Busyness is an anti-change agent

Words can’t really express what a profound conversation we had last week in the community conversation about busyness, co-hosted with Rowan Gray. The session was aimed at exploring the connection between busyness, non-busyness and change through an experiment using movement.

The nature of experiential and experimental work makes it hard to summarise the session, so I am sharing some of the insights and questions that arose through the conversation in the hope they might spark your curiosity about busyness, your relationship to busyness and the connection to change.
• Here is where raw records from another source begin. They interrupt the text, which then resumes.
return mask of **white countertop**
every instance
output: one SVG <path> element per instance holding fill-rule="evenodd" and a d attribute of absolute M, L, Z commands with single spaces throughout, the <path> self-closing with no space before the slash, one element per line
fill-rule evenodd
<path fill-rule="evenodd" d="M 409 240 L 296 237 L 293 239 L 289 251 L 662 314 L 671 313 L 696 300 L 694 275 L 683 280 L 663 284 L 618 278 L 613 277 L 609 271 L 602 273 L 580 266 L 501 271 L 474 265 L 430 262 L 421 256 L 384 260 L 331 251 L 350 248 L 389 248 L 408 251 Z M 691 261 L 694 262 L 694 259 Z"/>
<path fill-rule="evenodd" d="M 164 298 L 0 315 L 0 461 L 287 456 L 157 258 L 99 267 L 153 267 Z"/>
having a great deal to do.

“he had been too busy to enjoy himself”

Opposite: idle

  • How does busyness serve us? – money, status, being seen to be busy, keeping organised, keeping feelings we don’t want to feel at bay.
  • How does busyness limit us? – it exhausts us, exhaustion is a defence against change, focus on doing instead of being.
  • How does keeping ourselves busy keep us from connecting with what we really want? Realising our full power is scary.
  • Would I be so busy if no one was watching?
  • If too busy and not busy enough are ends of a polarity, how to I recognise when I am at the end points? And how do I maintain the dynamic balance?
  • Burnout is a systemic issue, and being ok with being busy all the time is one of the myths that is part of this. What other organisational myths are we buying into?
  • What happens when we are not busy enough? Shame, disconnect, withdrawal, don’t know what to do, not stepping onto our full power.
  • We can’t entertain anything different without S-P-A-C-E to entertain what might be different, and that is scary – not being busy is an act of courage! And yet, when we make space to not be busy, we gain clarity and perspective that is not possible in the rush of being busy.